Source: The Board meeting minutes of the three banks

1.2 Problem description

With the purpose of better understanding the reasons to why Iceland’s financial system collapsed so spectacularly, it is essential to look at the roots of the Icelandic economy.

Iceland’s wealth grew from an economy which was among the poorest in Western Europe at the end of the Second World War.14 Despite being a geographically isolated country, Iceland towards the second part of the 19th century became a fast-growing economy. The factors behind that were the following: Iceland’s significant fish export, a small population of 300,000 (as of the mid-2000s) with a high level of education, a Lutheran work ethic and a strong sense of national identity having its foundation in Icelandic language and literature.15 In 1994, due to joining the European Economic Area Agreement (EEA Agreement), Iceland became part of the European market in goods, services, labor, and capital.16 Being, for various reasons,17 officially outside the European Union, this agreement gave Iceland the same access to financial markets as

14 S. Sigurgeirsdottir, Iceland´s meltdown: the rise and fall of international banking in the North Atlantic, p. 685.

15 Ibid.

16 S. Benediktsdóttir, J. Danielsson, G. Zoega, Lessons from a collapse of a financial system, p. 6.

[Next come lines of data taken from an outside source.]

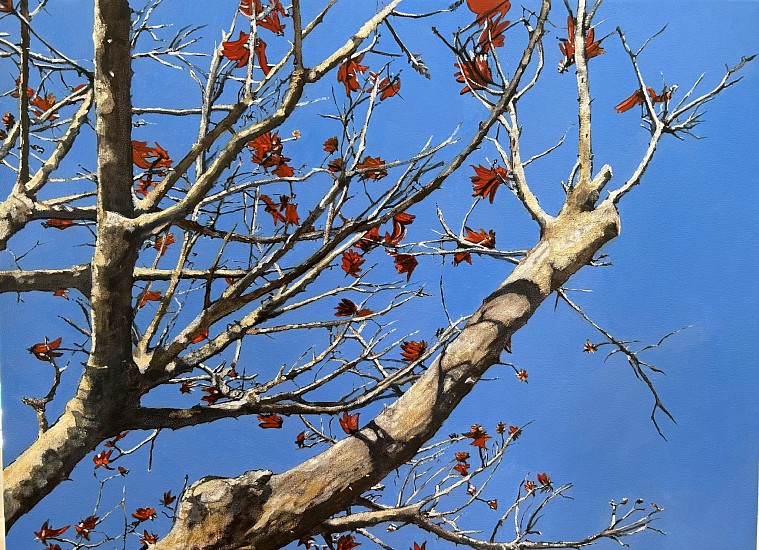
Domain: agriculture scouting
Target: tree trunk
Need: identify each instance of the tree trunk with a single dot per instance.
(262, 511)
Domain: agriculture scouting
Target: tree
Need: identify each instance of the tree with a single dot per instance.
(193, 259)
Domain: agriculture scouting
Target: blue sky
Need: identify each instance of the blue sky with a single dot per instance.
(687, 256)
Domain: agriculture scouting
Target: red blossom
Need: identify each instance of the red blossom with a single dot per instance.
(58, 223)
(103, 458)
(348, 308)
(214, 394)
(480, 237)
(150, 158)
(567, 46)
(348, 71)
(347, 542)
(336, 165)
(370, 239)
(487, 180)
(488, 8)
(45, 351)
(268, 420)
(144, 514)
(474, 74)
(150, 296)
(162, 242)
(459, 257)
(168, 499)
(330, 145)
(492, 35)
(84, 527)
(200, 336)
(112, 442)
(61, 292)
(413, 351)
(349, 422)
(352, 262)
(371, 165)
(47, 532)
(462, 468)
(405, 263)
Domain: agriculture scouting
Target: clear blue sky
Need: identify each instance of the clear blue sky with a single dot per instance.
(687, 255)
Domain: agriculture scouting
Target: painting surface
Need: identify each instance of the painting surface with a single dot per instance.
(211, 360)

17 Some of the reasons, named in the academic literature, to why Iceland is still not a member of the EU are the following: (1) Iceland has a perception that membership in the EU would have an adverse effect on the fishing industry, (2) Iceland’s strong economic, diplomatic and military collaboration with the U.S. decreased Iceland’s need to be a part of the EU, (3) Icelandic nationalism and Icelandic mentality as a colonial country and (4) Iceland has unfortunately minimized their chances of joining EU due to the Icesave dispute with the Netherlands and the UK.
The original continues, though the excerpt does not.